Prahar or Prahara is a Sanskrit term for a unit of time, or subdivision of the day, approximately three hours long.

Definition
The day is divided into eight parts: four praharas for the day, and four for the night. The first prahara of the day begins at sunrise, and the fourth prahara of the day ends at sunset.  A second round of four praharas unfolds during the night, between sunset and sunrise.

The traditional system of praharas overlaps with the traditional system of muhurtas also, which is based on precise astronomical calculations.

Thus, the day can be regarded as divided into eight praharas (of three hours each) or thirty muhurtas (of 48 minutes each). In both systems, the day commences with sunrise. The timing of the two systems coincides only at sunrise and sunset (four praharas coincide with fifteen muhurtas at the twelve-hour, or 720-minute, point).

History
In the ancient Puranas, the day is divided into eight praharas: four for the day and four for the night. The concept still prevails today in India, particularly in connection with the performance of Indian classical music (see below).

Timing
The first prahara is commonly placed at sunrise, although some sources place it at the brahma-muhurta, a period of time before sunrise (around 4.30  am when Venus can be sighted).

The concept of prahar originated where the lengths of the day and night were based on actual, observable sunrise and sunset. The four praharas of the day start at sunrise, and the four praharas of the night at sunset. If the location is near the equator, where day and night are the same length year round, the praharas of the day and the praharas of the night will be of equal length (three hours each). In other regions, where the relative length of day and night varies according to the season, the praharas of the day will be longer or shorter than the praharas of the night.

Contemporary discussions of prahara often use 7:00 am (the time of sunrise at the equator and at the equinoxes) as a theoretical fixed point of reference for mapping out the praharas at three-hour intervals (7-10, 10-1, etc.). This scheme is a useful pedagogical tool and an efficient way of applying the concept of prahara in a technological "clock" culture. However, it's important to realize that this rigid schema most likely does not capture the original application of prahara. In a traditional, non-technological culture, the length of day and night are based on observable sunrise and sunset. The day, which starts at sunrise and ends at sunset, is divided into four praharas of equal length; and, the night, which starts at sunset and ends at sunrise, is also divided into four equal watches. During the summer, when the days are longer than the nights, the praharas of the day will be longer than the praharas of the night, and vice versa during the winter.

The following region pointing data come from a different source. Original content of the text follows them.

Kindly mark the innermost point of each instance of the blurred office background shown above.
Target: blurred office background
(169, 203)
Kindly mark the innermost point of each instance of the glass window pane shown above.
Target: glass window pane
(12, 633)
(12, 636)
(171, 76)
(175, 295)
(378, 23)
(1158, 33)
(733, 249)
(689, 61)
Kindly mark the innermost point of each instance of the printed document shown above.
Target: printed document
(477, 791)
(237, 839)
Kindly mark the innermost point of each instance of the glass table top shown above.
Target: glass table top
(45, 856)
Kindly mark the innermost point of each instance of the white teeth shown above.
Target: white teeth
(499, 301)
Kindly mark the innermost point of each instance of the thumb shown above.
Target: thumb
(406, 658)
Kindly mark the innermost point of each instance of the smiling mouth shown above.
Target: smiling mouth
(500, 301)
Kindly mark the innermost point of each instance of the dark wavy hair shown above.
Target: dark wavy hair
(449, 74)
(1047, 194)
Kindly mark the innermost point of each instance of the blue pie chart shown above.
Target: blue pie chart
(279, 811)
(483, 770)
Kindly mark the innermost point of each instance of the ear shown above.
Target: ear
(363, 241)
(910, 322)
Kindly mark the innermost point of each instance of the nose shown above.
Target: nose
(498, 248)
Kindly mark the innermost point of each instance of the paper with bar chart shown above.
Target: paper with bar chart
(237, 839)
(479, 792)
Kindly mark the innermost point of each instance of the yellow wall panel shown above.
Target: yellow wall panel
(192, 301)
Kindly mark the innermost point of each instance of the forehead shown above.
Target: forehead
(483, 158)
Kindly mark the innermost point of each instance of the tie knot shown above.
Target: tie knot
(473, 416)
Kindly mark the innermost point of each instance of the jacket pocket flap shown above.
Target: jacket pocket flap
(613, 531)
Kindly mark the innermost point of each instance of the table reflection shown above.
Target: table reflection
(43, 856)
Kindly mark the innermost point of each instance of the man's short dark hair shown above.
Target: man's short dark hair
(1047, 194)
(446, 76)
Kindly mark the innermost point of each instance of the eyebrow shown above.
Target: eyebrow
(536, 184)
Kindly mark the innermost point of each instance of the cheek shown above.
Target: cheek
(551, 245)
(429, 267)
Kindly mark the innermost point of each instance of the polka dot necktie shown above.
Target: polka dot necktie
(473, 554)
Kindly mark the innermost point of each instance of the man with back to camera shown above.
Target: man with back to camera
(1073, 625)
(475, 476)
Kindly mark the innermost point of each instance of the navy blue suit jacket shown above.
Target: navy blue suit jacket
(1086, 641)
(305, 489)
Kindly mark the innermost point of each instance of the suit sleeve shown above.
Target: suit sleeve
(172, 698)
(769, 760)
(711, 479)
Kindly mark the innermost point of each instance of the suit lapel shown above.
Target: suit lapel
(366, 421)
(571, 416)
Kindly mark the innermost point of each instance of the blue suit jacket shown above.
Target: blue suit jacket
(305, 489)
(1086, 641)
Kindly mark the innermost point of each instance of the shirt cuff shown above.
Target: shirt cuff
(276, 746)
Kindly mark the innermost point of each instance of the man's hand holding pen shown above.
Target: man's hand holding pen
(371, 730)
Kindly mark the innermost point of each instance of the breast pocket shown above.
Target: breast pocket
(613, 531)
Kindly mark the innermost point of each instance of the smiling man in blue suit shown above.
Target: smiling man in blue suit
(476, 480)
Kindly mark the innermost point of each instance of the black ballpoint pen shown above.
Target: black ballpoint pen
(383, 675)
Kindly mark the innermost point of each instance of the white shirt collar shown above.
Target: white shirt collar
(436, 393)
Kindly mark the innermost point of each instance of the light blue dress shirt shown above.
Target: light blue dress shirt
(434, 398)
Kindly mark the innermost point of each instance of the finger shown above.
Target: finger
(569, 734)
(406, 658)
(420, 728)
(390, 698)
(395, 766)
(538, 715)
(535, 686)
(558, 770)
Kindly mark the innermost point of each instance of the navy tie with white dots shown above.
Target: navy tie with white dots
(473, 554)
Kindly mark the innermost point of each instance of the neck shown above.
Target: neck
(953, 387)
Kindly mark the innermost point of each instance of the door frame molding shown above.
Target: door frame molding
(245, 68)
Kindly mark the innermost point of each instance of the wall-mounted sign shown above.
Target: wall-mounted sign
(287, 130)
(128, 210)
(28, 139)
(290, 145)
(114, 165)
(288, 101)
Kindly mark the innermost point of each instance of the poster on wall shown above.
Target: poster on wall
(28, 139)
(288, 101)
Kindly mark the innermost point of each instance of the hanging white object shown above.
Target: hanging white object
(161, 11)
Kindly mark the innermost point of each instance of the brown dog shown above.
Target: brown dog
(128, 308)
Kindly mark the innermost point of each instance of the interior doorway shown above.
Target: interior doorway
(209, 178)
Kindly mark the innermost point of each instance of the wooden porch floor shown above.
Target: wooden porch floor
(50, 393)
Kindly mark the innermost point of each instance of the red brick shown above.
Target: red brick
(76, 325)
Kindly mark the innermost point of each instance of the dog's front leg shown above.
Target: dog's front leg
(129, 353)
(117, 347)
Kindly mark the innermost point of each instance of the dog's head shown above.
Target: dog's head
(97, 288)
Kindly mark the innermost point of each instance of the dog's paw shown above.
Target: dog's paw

The question of how to handle the praharas when days and nights are unequal in length is critical for timing the performance of ragas, since each raga is ideally performed during a certain prahara.

Indian classical music
Some ragas of the Indian classical music are prescribed to be performed at a particular prahara to maximize their aesthetic effects (see samay). Perhaps the earliest mention of the relation between raga and time is Narada's Sangita Makaranda, written sometime between the 7th and 11th century, which warns musicians against playing ragas at the incorrect time of day. Pandit V.N. Bhatkhande (1860-1936), who formulated the modern system of Indian musical thāt, states that the correct time (or prahara) to play a raga has a relation to its thāt, or scale.

Modern etymology and usage 
The word commonly used in India, Pakistan, Nepal is prahar (Hindi/Nepali प्रहर, Urduپہر), more commonly pronounced  and in West Bengal and Bangladesh is prohor (Bengali প্রহর) in Marathi it is pronounced as Prahar (प्रहर). In Hindi and Urdu the word for "afternoon" is dopahar (= two ). In Bengali the corresponding word is dui-pôhor or more commonly dupur. In Marathi, afternoon is Dupaar with same etymology as in Hindi. It is known as Paar in, Konkani, where First Prahara is known as  Faantya Paar (from Sanskrit, प्रातः प्रहर), and afternoon is known as Donpaar.